The couple met outside Tiffany’s in New York in 1997, when Larry noticed her and couldn’t resist making a move. His opening line was: “You better get out of here right now or it’s gonna be all over the tabloids.”
“Who else says that?” she says. “That’s how he got me was with his humour.”
“It certainly wasn’t the looks or the age.” She gives him a look. “Honey.” He assumes the face of a chastised schoolboy. “I had just gotten out of a relationship,” she continues, “and I think you said you were getting out of a relationship. Or was that just a line?”
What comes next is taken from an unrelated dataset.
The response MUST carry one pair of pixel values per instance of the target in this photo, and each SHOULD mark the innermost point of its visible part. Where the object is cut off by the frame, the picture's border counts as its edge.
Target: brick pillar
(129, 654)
Before meeting Shawn, King had a freewheeling approach to matrimony. He burned through six wives in 40 years, one of whom he married twice, not to mention a string of glamorous girlfriends, including the actress Angie Dickinson. “You’d never think it to look at him,” marvelled one agent who hung out with King in the 80s, “but this guy had more action than Ryan O’Neal.” And almost as many bust-ups. Stories about King’s rows with his wives are legion. His one visit to Britain 20 years ago ended with him hiding in the cockpit on the return flight to avoid sitting next to his then wife, Sharon. “You think, we’ve had fights,” he tells Shawn. “We look like Hansel and Gretel compared to me and her.” He turns back to me and I can’t help feeling like a marriage counsellor.
“Before she and I met, I used to do five hours of radio a day and one hour of television, so there was only half my day I didn’t control. And here I don’t have no control. Let’s be honest, I have no say.”
“Now we’re in fiction.”
“We’re not in fiction.”
“We’re in fiction. You decide. You take care of the big stuff and I decide where we go to dinner. That’s the deal.”
“Humour saves me,” he says. “Living with her. If I didn’t have humour, I’d be dead.”
“And I’m the source of all humour in your life?”
“I didn’t say all. I would say quite a bit.” He chortles to himself. Shawn, meanwhile, shakes her head in wonderment. “You get so much amusement from your own jokes,” she says.